God knew at the beginning of human history that the life of Jesus and the lives of the Pharisees were on a deadly, head-on collision course.
The cross of Christ is not only for the clearly positive aspects of repentance, cleansing, regeneration, and salvation, but also to prepare a person for a personal journey of faith with God, made possible through the discipleship cost of the death of our stubborn self-in-control natures. The cross demonstrates the deadly serious nature of this conflict at its core.
The Pharisees, scribes, lawyers, and Jewish leaders hated Jesus because He exposed the fact that they had the false outward appearance of being godly, without having paid the true inner discipleship costs to back it up. They had a scholarly head-knowledge of the Old Testament, but no personal first-hand experiential knowledge of the God of the Old Testament. The surrender of the self-will to God to make room for individual life plans tailored by God was entirely missed or rejected by them as they studied the Old Testament.
The Pharisees and scribes did not “enter in” (Lk. 11:52) to a personal life with God according to the model as set forth in the lives of Abraham, Isaac, Jacob, and others, because they never gave up control of their lives. They created their own self-willed religion based upon scholarly study and religious observances, leaving out the part about faith or trust in God that would lead to the imaginative and purposeful lives that God could and would craft for them.
The gulf between what the Pharisees and scribes said, and what they actually did, could not be much wider.
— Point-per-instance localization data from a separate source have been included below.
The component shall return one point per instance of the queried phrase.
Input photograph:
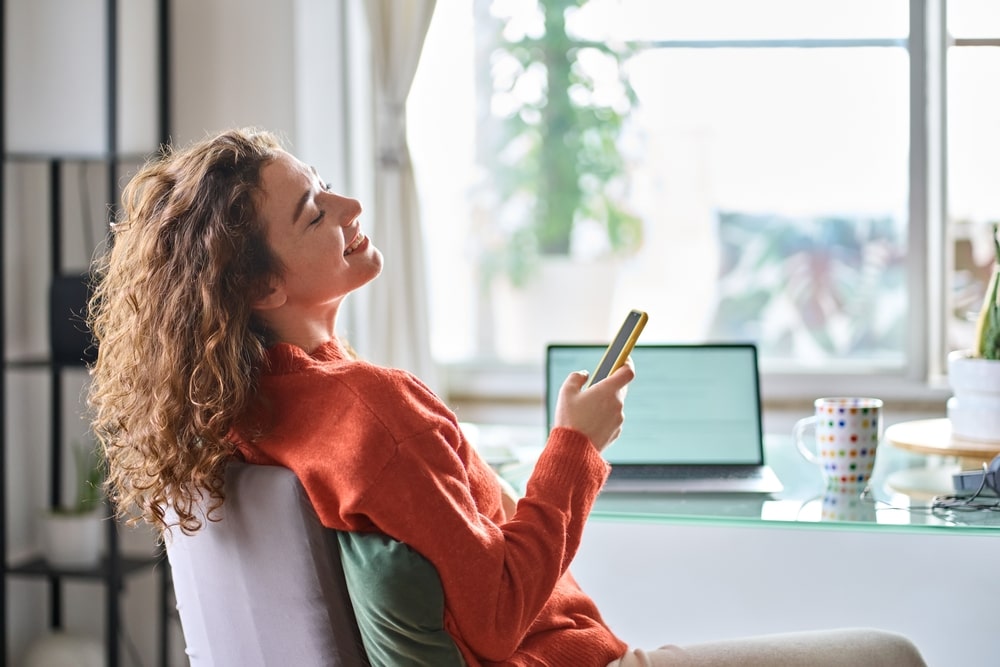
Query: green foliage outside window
(558, 163)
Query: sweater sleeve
(496, 577)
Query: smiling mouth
(355, 244)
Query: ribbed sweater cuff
(570, 461)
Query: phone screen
(619, 349)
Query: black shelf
(37, 566)
(114, 568)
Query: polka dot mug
(848, 431)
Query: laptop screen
(689, 404)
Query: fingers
(620, 378)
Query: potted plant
(974, 374)
(72, 535)
(560, 178)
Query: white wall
(277, 65)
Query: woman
(216, 313)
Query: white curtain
(398, 308)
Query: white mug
(848, 430)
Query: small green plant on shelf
(987, 344)
(89, 468)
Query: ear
(275, 298)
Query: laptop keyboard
(686, 472)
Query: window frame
(922, 384)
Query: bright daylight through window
(740, 169)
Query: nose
(347, 209)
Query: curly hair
(179, 348)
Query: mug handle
(797, 432)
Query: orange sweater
(376, 450)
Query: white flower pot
(73, 540)
(974, 410)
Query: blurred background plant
(561, 180)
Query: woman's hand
(597, 411)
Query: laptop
(692, 418)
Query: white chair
(267, 584)
(263, 585)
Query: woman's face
(315, 235)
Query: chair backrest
(264, 585)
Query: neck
(307, 331)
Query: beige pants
(832, 648)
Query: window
(770, 152)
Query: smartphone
(619, 349)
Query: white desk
(675, 569)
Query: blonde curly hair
(179, 348)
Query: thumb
(576, 380)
They said they were the children of Abraham and the followers of Moses, yet they rejected and killed the Son of God.
In Matthew 23:13, Jesus said to the scribes and Pharisees: “But woe unto you, scribes and Pharisees, hypocrites! For ye shut up the kingdom of heaven against men; for ye neither go in yourselves, neither permit them that are entering to go in.”
We may ask the obvious question: “go in where?”
Certainly the Pharisees and scribes had all of the outward appearances of following the Jewish religious practices, and played and dressed the part of being holy men of God. They cannot be faulted on that score. They had everyone and themselves so fooled that Jesus said of them that they were as white-washed sepulchers full of dead men’s bones, or graves that men walked over without realizing it. Jesus said they were like the blind leading the blind.
The powerful lesson for us here is that discovering and following God’s life-script for us completely like Abraham, Joseph, and Moses, or not following God at all like the outwardly religious but self-powered Pharisees and scribes…can actually separate in the extreme into totaling different outcomes.
Abraham, Joseph, and Moses accurately hear the voice of God, and follow the leading of God for their lives, serving as the correct models of God-composed life-scripts of faith for millions of believers to our present day.
The Pharisees and scribes are exposed as usurpers of their undeserved high religious positions in Israel, and end up on the wrong side of the trial and crucifixion of the very Messiah…that was prophesied in the Old Testament scriptures they mistakenly claimed to be the careful students, interpreters, and teachers of…to the nation of Israel.
It is the second half of the cross of Christ which divides and separates the two conflicting approaches to life.
The plans of God for Abraham, Joseph, and Moses…dislodge them from all previous self-made plans and goals. The designs of God propel them onward to achieve their unique positions in history.
By contrast, the rejection of God’s will and participation in their lives, propels the Pharisees and scribes to commit the largest blunder in all of eternity, exposing themselves as imposters and pretenders as the supposed religious leaders of Israel during the time of the public ministry, trial, and crucifixion of Jesus.